I sat, stunned. The eloquence and the heartbreak had caught me unawares. I felt tears in my eyes. This was the man I had met in the notebooks.
Dan said nothing. In all the time he had spoken he had never once looked over at me. Now he stood up and walked off along the ridge. I could hear him chanting that strange, tragic dirge again. Fatback trailed behind him, limping and panting, until the two of them were but small dots in my vision and his song had blended with the howlings of the wind.
CHAPTER FOUR
ONE WILY OLD INDIAN
I didn’t bring up the subject of our conversation for a few days. I figured that the old man would say more when the time was right. But I knew now that Grover had been right. The old man had an orator’s eloquence that could never be captured by piecing together notes from a shoe box. I needed to stay with him, live with him, follow him, and listen. It was my pen and my tape recorder that were going to be my most precious assets.
Dan really did live his life like Fatback. He got up when he wanted, lay down when he wanted, spoke when he wanted, stayed silent when he wanted. Unlike white people, he never explained his actions, or announced when he was going to do something, no matter how abrupt it might seem. I might be sitting and speaking with him, and he would suddenly stand up and go into his bed. Or he might stop in the middle of a sentence and start watching the television, which droned perpetually from the corner of his living room. Sometimes there were reasons. Other times it made no sense that I could understand. He was responding to some inner promptings that were not mine to know.
The days passed in this relaxed and enigmatic way. Little of purpose was actually accomplished. We mostly spent the time driving around in my truck and sitting in his kitchen or on his porch.
I became increasingly aware of how old and fragile he really was. It was as if he had etched a strength into his body over the years, and he now could call upon it when he needed it to act. But the effort was great, and there were times when he would just sink into a reverie and then gradually slide into a fitful sleep. If I happened to speak he would open his eyes and answer, but I could see that I was calling him back from some faraway place. So I soon learned to occupy myself in silence while he slept.
One time Wenonah drove up while I was sitting there waiting for the old man to awake. She gestured me to her car. “You don’t have to sit there and wait for him, Nerburn,” she said. “He won’t mind if you go.”
“It feels disrespectful to me to leave when he falls asleep,” I answered.
“Don’t worry about it. That’s the Indian way. When you are here, you are here. When you are gone, you are gone. It isn’t a problem to be gone, so long as you are really here when you’re here.”

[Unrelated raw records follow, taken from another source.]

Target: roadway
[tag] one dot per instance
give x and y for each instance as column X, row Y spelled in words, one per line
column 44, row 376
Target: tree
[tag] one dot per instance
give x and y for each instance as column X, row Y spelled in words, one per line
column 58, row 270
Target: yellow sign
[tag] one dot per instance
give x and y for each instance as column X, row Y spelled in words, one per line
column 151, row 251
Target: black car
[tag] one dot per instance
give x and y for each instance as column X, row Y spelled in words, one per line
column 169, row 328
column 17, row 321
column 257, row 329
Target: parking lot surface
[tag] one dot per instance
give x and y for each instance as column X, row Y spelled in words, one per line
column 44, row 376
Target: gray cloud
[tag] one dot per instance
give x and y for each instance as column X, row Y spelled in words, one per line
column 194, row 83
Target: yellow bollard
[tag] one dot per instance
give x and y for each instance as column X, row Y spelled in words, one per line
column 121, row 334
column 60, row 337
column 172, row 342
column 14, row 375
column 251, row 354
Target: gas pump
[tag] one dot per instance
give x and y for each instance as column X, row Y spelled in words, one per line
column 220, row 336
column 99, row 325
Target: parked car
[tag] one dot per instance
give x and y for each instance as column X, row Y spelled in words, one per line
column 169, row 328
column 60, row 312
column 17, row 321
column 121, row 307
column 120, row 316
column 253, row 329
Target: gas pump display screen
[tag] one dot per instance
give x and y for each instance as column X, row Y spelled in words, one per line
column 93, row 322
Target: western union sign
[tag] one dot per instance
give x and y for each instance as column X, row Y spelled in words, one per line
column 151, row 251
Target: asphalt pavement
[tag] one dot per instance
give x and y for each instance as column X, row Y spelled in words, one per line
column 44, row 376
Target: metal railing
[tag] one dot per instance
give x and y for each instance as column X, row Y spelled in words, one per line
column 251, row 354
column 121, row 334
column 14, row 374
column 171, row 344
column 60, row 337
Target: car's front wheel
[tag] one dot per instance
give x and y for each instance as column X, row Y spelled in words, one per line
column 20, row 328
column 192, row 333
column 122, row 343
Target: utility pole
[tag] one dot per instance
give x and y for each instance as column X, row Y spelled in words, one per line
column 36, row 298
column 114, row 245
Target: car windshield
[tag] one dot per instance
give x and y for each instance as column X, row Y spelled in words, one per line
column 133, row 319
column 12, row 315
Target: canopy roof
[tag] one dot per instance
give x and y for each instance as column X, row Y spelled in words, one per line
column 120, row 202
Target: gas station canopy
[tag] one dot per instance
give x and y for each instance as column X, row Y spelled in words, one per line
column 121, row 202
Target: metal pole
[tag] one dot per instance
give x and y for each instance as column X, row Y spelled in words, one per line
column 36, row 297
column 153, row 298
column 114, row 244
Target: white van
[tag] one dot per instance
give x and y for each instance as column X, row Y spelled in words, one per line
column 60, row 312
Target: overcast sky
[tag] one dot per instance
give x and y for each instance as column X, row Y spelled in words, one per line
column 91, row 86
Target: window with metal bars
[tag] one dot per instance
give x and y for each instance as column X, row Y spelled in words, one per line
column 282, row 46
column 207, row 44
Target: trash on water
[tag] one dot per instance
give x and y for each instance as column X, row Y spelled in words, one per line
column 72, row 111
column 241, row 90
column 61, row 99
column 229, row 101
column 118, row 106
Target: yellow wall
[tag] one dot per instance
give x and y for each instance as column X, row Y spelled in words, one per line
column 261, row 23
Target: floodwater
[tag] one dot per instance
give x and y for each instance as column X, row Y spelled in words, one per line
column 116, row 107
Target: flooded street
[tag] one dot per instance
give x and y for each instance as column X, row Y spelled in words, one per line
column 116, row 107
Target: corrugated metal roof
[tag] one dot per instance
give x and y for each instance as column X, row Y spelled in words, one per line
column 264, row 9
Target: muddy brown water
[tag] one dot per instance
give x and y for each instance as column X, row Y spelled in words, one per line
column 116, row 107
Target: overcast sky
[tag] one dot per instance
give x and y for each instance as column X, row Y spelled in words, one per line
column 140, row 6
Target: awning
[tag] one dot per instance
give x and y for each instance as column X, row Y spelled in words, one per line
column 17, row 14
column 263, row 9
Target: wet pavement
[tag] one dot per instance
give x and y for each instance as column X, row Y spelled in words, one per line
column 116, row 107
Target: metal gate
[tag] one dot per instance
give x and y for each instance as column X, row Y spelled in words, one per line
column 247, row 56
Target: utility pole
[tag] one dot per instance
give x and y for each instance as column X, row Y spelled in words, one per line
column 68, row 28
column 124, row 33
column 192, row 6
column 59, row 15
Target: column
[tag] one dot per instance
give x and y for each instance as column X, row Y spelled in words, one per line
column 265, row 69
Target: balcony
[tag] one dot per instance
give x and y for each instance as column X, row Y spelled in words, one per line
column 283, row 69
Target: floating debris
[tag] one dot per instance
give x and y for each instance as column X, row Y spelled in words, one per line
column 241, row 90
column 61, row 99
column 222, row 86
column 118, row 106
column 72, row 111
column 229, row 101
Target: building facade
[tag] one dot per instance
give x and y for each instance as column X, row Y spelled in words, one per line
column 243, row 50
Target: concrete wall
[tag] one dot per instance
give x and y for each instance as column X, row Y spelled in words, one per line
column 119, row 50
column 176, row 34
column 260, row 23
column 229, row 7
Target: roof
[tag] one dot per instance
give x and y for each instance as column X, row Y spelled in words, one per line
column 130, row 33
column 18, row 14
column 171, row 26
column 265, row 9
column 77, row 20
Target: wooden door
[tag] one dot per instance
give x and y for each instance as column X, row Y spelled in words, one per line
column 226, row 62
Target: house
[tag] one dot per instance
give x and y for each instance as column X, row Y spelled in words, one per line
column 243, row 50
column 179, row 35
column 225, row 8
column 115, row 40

“That’s a nice Zen sentiment,” I offered.
She just smiled and shrugged. “He likes you. That means you can do what you want to. He will respect it.”
“I’d rather sit and wait. I’d feel better.”
She smiled and walked up the steps. “I’ve got to cook him some dinner.”
As soon as the screen door slammed, the old man was awake and alert. “Been waiting for you,” he said.
“You’re one wily old Indian, Grandpa,” she retorted. He responded with something in his own tongue and the two of them broke into gales of laughter.
The old man saw me still sitting on the stoop. He called me in. “You’re getting to be like Fatback, Nerburn. That’s how she started, just hanging around.”
“Maybe you should start sleeping under the car,” Wenonah said. “It’s cheaper than that motel.”
The two of them laughed again. Dan seemed wide awake and in a good mood, so I ventured a question: “Do you mind being called an Indian, Dan?” It seemed appropriate, since his granddaughter had just referred to him as an Indian, and it was a question that always lurked just below the surface when I was involved in conversations with Indian people.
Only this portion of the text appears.